Tendo concluído assim sua narrativa, o sacristão bebeu um grande
copo de vinho, ficou um instante a meditar e depois prosseguiu, nestes termos:
"Contei-lhe esta história exatamente como a ouvi muitas vezes de meu
pai e creio que é verdadeira, porque corresponde a tudo o que tenho observado
das maneiras e dos costumes peculiares dos defuntos.

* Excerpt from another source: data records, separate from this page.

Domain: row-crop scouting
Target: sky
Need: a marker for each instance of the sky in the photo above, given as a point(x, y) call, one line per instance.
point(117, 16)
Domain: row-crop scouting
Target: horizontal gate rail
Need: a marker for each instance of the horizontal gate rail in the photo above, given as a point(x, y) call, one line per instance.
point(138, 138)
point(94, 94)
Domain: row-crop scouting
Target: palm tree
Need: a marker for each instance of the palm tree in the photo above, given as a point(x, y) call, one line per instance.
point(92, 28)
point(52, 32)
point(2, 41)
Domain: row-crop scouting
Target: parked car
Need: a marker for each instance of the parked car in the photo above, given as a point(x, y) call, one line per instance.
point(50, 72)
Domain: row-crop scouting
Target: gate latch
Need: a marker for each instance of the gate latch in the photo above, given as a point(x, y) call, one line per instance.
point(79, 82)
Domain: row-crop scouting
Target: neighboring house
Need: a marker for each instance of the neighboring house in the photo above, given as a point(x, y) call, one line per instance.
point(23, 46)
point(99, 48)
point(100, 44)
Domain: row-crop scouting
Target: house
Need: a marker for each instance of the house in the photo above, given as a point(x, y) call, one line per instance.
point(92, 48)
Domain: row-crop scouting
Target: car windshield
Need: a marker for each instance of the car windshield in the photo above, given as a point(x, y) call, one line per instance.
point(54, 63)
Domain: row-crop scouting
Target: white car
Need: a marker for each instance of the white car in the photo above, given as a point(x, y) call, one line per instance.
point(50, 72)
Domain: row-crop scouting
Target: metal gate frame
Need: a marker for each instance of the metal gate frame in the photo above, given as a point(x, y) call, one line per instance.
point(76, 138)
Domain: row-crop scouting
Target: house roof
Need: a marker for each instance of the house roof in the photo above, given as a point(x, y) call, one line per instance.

"Convivi com os mortos, desde minha infância, e sei que eles costumam
voltar a seus amores.
"É por isso que os mortos avarentos vagam, à noite, nas proximidades
dos tesouros que eles esconderam durante a vida. Montam boa guarda à volta
de seu ouro; mas os cuidados que eles tomam, longe de lhes servirem, prejudicam-nos,
e não é raro descobrir-se dinheiro enterrado na terra, pesquisando-se
o lugar frequentado por um fantasma. Da mesma forma, os finados maridos vêm
atormentar, à noite, suas mulheres, casadas em segundas núpcias,
e eu poderia indicar muitos que vigiaram melhor suas esposas depois de mortos
do que o haviam feito em vida...
"Esses são dignos de censura, porque, em boa justiça, os defuntos
não deveriam ser ciumentos. Mas lhe estou contando o que tenho observado.
Por isso é que se deve ter cuidado quando se desposa uma viúva.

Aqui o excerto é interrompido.